Of particular interest, if you’re living in Russia, you’re completely safe from the damaging effects of the malware.
You’ll still be infected, but one of the first things the new variant does is check the device language, and if it’s set to Russian, all malicious activities are disabled. The supposition here is that the group members behind the software are Russian themselves. In giving their fellow Russian citizens a pass, they’re likely not expressing some form of national solidarity, but rather, attempting to gain immunity from Russian cybercrime laws, which only apply if Russian citizens are the targets of a hack.
So far, the new Svpeng variant has infected users in twenty-three countries, and the number of infected devices grows by the day. It winds up on people’s systems by masquerading as a Flash Player install file.

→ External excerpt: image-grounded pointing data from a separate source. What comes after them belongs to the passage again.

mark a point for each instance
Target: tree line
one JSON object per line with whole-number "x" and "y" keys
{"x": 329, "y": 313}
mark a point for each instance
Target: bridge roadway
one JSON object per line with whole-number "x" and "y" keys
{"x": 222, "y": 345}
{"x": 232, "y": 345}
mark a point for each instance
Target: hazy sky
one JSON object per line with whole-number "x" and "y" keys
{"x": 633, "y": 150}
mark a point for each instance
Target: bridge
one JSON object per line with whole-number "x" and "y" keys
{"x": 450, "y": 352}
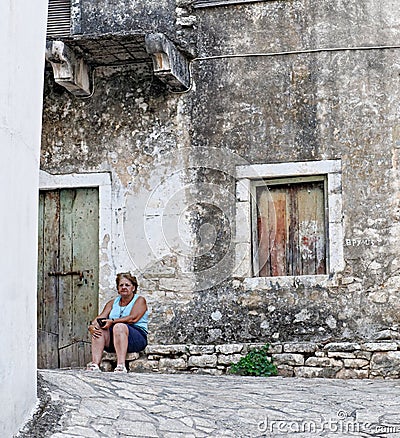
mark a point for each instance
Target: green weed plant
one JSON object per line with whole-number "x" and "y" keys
{"x": 255, "y": 363}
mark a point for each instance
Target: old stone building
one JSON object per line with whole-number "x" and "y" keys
{"x": 241, "y": 157}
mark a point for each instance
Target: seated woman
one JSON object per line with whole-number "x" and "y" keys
{"x": 121, "y": 326}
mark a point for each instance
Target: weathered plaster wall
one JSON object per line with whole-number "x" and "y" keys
{"x": 22, "y": 36}
{"x": 173, "y": 158}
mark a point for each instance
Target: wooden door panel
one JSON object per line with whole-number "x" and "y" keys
{"x": 291, "y": 229}
{"x": 68, "y": 243}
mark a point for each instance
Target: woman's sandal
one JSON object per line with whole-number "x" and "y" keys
{"x": 92, "y": 367}
{"x": 120, "y": 369}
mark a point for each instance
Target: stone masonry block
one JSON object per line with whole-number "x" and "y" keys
{"x": 285, "y": 371}
{"x": 355, "y": 363}
{"x": 206, "y": 360}
{"x": 275, "y": 348}
{"x": 175, "y": 364}
{"x": 142, "y": 365}
{"x": 380, "y": 346}
{"x": 323, "y": 362}
{"x": 363, "y": 354}
{"x": 229, "y": 348}
{"x": 299, "y": 347}
{"x": 201, "y": 349}
{"x": 385, "y": 364}
{"x": 342, "y": 354}
{"x": 288, "y": 359}
{"x": 228, "y": 359}
{"x": 342, "y": 346}
{"x": 165, "y": 350}
{"x": 311, "y": 372}
{"x": 347, "y": 373}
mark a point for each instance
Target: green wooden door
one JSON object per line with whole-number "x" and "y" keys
{"x": 67, "y": 275}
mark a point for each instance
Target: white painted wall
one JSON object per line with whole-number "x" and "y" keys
{"x": 22, "y": 47}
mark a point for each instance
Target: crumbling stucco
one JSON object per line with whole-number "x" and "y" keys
{"x": 161, "y": 148}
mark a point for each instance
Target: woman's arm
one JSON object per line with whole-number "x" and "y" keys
{"x": 94, "y": 328}
{"x": 138, "y": 310}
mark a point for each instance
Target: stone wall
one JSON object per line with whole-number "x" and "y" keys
{"x": 345, "y": 360}
{"x": 173, "y": 163}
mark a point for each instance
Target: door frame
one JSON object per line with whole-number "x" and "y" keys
{"x": 102, "y": 181}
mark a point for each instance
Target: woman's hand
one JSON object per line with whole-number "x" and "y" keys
{"x": 95, "y": 331}
{"x": 108, "y": 323}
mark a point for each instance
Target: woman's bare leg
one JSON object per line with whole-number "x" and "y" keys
{"x": 98, "y": 344}
{"x": 120, "y": 340}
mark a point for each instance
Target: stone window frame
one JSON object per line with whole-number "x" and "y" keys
{"x": 102, "y": 181}
{"x": 246, "y": 175}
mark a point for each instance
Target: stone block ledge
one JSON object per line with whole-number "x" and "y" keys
{"x": 343, "y": 360}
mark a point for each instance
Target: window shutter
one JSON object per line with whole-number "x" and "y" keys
{"x": 59, "y": 18}
{"x": 291, "y": 229}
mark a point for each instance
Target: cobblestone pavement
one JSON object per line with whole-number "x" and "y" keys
{"x": 87, "y": 404}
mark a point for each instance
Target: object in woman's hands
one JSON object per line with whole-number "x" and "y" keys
{"x": 101, "y": 321}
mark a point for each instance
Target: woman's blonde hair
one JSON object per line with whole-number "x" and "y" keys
{"x": 129, "y": 277}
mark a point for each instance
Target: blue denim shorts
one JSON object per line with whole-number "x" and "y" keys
{"x": 137, "y": 340}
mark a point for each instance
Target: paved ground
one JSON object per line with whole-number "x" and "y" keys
{"x": 81, "y": 404}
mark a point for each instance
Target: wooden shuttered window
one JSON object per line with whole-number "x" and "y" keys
{"x": 290, "y": 230}
{"x": 59, "y": 18}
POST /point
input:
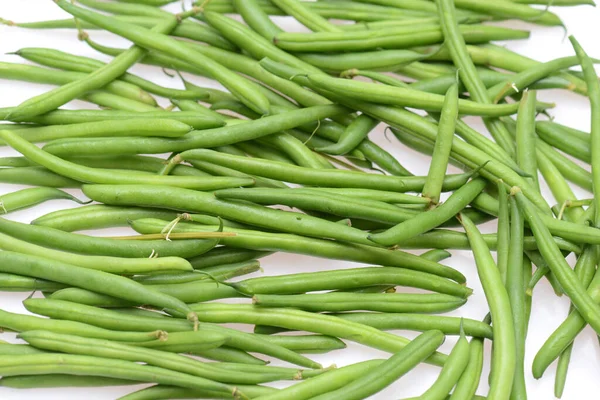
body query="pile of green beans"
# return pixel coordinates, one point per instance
(283, 160)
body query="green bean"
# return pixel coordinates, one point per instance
(71, 344)
(300, 320)
(185, 29)
(420, 322)
(443, 146)
(41, 364)
(400, 118)
(21, 323)
(18, 283)
(26, 198)
(397, 38)
(133, 127)
(55, 98)
(228, 354)
(113, 102)
(159, 42)
(219, 272)
(98, 216)
(115, 265)
(87, 279)
(187, 292)
(559, 267)
(323, 383)
(455, 42)
(87, 174)
(36, 176)
(504, 351)
(509, 10)
(322, 201)
(256, 18)
(433, 218)
(318, 177)
(30, 73)
(382, 60)
(305, 16)
(525, 137)
(225, 255)
(388, 371)
(306, 344)
(159, 392)
(349, 279)
(397, 96)
(54, 238)
(212, 138)
(67, 117)
(469, 380)
(594, 97)
(515, 287)
(178, 328)
(242, 341)
(61, 60)
(451, 372)
(573, 146)
(60, 381)
(381, 302)
(376, 195)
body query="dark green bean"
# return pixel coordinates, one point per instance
(21, 323)
(433, 218)
(54, 238)
(504, 351)
(159, 42)
(381, 302)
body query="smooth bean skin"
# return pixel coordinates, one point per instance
(165, 392)
(42, 364)
(451, 372)
(349, 279)
(21, 323)
(306, 343)
(30, 73)
(82, 244)
(98, 216)
(60, 381)
(190, 292)
(109, 284)
(129, 127)
(402, 97)
(18, 283)
(194, 201)
(423, 222)
(114, 265)
(208, 138)
(305, 321)
(319, 177)
(338, 302)
(323, 383)
(159, 42)
(26, 198)
(71, 344)
(390, 370)
(67, 117)
(256, 240)
(321, 201)
(504, 352)
(388, 39)
(87, 174)
(420, 322)
(36, 176)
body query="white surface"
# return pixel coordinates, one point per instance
(548, 310)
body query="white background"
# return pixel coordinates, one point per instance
(546, 43)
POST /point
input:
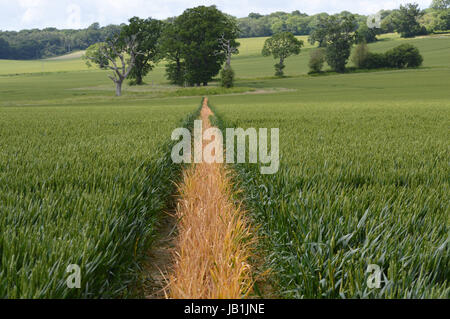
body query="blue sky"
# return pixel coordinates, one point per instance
(26, 14)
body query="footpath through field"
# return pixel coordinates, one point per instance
(214, 240)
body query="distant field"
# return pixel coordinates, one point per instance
(364, 178)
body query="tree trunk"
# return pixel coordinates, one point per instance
(139, 79)
(119, 88)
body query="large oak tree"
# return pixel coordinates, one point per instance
(194, 45)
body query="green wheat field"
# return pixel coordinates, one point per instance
(364, 177)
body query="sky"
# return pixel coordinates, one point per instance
(63, 14)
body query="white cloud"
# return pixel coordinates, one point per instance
(21, 14)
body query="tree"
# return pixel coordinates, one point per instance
(404, 56)
(147, 33)
(4, 49)
(360, 54)
(228, 48)
(440, 4)
(171, 45)
(196, 44)
(406, 20)
(281, 46)
(106, 54)
(366, 34)
(319, 32)
(338, 35)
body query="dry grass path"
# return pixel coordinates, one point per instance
(214, 241)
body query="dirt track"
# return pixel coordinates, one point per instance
(214, 239)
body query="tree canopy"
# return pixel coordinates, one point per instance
(195, 52)
(337, 35)
(147, 34)
(406, 20)
(281, 46)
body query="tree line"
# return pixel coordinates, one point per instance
(196, 46)
(37, 44)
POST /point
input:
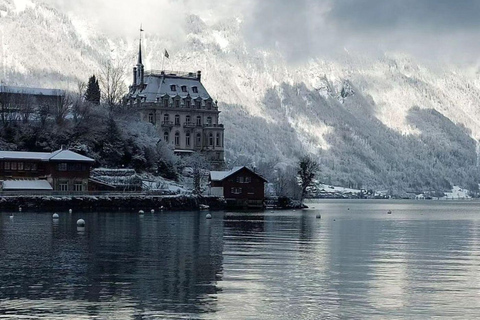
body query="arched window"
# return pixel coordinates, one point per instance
(210, 139)
(177, 138)
(199, 140)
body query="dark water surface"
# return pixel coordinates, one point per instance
(357, 262)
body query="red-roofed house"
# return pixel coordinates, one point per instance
(241, 187)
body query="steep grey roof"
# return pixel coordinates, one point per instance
(26, 185)
(32, 91)
(222, 175)
(59, 155)
(158, 86)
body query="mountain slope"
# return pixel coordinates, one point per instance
(386, 122)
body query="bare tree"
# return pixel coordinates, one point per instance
(112, 81)
(307, 169)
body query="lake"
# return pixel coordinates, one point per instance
(356, 262)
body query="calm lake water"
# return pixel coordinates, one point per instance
(357, 261)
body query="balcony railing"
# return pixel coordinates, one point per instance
(167, 124)
(189, 125)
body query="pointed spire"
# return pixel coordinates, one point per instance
(140, 47)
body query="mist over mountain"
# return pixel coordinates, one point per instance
(386, 121)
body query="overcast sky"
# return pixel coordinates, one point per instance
(438, 29)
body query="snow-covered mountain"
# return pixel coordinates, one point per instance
(376, 122)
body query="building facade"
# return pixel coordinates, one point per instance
(241, 187)
(181, 109)
(64, 170)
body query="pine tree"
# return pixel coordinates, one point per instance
(93, 91)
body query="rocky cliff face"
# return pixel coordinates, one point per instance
(375, 122)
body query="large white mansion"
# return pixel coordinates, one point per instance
(181, 109)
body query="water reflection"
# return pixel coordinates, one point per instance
(420, 262)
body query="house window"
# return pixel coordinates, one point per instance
(78, 186)
(177, 138)
(199, 140)
(236, 190)
(63, 185)
(210, 139)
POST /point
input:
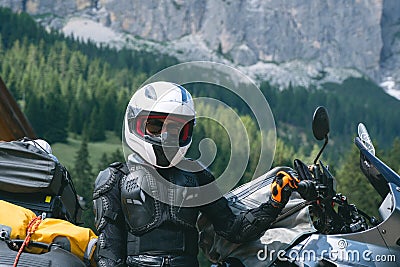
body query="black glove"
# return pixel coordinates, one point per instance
(281, 188)
(307, 190)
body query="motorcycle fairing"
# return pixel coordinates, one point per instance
(378, 241)
(280, 236)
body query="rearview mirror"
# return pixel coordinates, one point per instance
(320, 124)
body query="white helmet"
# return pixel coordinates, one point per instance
(159, 122)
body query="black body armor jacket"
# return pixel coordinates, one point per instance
(132, 221)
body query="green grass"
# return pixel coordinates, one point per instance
(66, 152)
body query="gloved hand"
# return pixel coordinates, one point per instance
(281, 188)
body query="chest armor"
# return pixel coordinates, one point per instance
(150, 198)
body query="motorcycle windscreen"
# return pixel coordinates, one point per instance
(389, 175)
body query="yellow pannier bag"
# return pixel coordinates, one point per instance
(82, 240)
(15, 217)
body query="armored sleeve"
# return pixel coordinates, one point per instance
(109, 219)
(246, 226)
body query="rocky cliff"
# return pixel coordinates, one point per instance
(280, 35)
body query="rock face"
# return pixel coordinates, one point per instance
(360, 34)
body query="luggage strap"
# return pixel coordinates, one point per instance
(32, 227)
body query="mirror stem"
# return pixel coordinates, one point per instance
(322, 149)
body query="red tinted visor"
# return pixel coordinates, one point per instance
(168, 130)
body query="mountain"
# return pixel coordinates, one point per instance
(285, 42)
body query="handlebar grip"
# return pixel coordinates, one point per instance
(307, 190)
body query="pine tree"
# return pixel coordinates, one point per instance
(84, 180)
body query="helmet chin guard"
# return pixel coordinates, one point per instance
(158, 123)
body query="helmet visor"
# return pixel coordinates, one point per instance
(161, 129)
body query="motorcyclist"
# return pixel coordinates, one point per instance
(136, 226)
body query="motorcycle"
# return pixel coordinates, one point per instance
(323, 229)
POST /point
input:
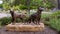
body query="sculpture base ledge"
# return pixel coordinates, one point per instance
(27, 27)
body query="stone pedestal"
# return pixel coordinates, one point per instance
(25, 27)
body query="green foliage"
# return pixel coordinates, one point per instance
(56, 13)
(54, 21)
(22, 7)
(8, 20)
(23, 4)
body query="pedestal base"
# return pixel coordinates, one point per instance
(27, 27)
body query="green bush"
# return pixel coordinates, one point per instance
(53, 22)
(22, 7)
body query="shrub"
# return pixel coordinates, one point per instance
(53, 22)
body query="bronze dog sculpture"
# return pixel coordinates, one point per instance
(15, 16)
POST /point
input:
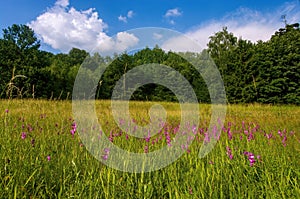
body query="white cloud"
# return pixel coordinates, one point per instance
(130, 14)
(63, 3)
(245, 23)
(63, 28)
(119, 43)
(157, 36)
(173, 13)
(122, 18)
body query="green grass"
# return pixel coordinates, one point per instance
(73, 172)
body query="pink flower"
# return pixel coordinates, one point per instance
(146, 149)
(229, 153)
(23, 135)
(106, 153)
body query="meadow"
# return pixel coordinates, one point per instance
(42, 155)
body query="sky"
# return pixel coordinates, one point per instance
(106, 25)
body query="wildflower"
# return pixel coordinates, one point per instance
(106, 153)
(146, 149)
(280, 133)
(190, 190)
(73, 128)
(284, 140)
(23, 135)
(250, 137)
(229, 153)
(251, 157)
(32, 142)
(147, 138)
(229, 134)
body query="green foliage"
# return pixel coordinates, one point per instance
(264, 72)
(72, 172)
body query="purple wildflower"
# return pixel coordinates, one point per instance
(32, 142)
(229, 153)
(251, 157)
(146, 149)
(23, 135)
(106, 153)
(284, 140)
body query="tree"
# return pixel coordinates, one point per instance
(22, 35)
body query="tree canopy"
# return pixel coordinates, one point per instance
(264, 72)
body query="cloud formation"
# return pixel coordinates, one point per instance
(64, 28)
(171, 13)
(124, 18)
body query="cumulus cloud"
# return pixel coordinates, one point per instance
(173, 13)
(243, 23)
(64, 28)
(124, 18)
(63, 3)
(130, 14)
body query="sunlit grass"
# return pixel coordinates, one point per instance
(26, 171)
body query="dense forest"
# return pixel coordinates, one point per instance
(263, 72)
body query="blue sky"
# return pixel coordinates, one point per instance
(63, 24)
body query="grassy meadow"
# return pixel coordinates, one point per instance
(42, 156)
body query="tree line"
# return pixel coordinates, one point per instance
(263, 72)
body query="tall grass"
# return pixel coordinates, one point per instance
(47, 161)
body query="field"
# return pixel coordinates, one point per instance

As to the new keylogging function, it takes advantage of Android’s Accessibility Services. Once it’s installed, it can grant itself administrator rights, display an overlay on top of legitimate apps, make itself the default SMS app. It can even make calls, read contacts, send and receive SMS messages and so forth (all this, in addition to actually logging a user’s keystrokes).
Even more troubling, though, is the fact that by piggy-backing on the phone’s Accessibility Services, it can gain access to other apps installed on your phone and take screenshots each time you press a button on your keyboard.
In short, it’s a nasty piece of work, and although Google has not released a patch to close the loophole that Svpeng exploits, you can bet that one will be coming soon!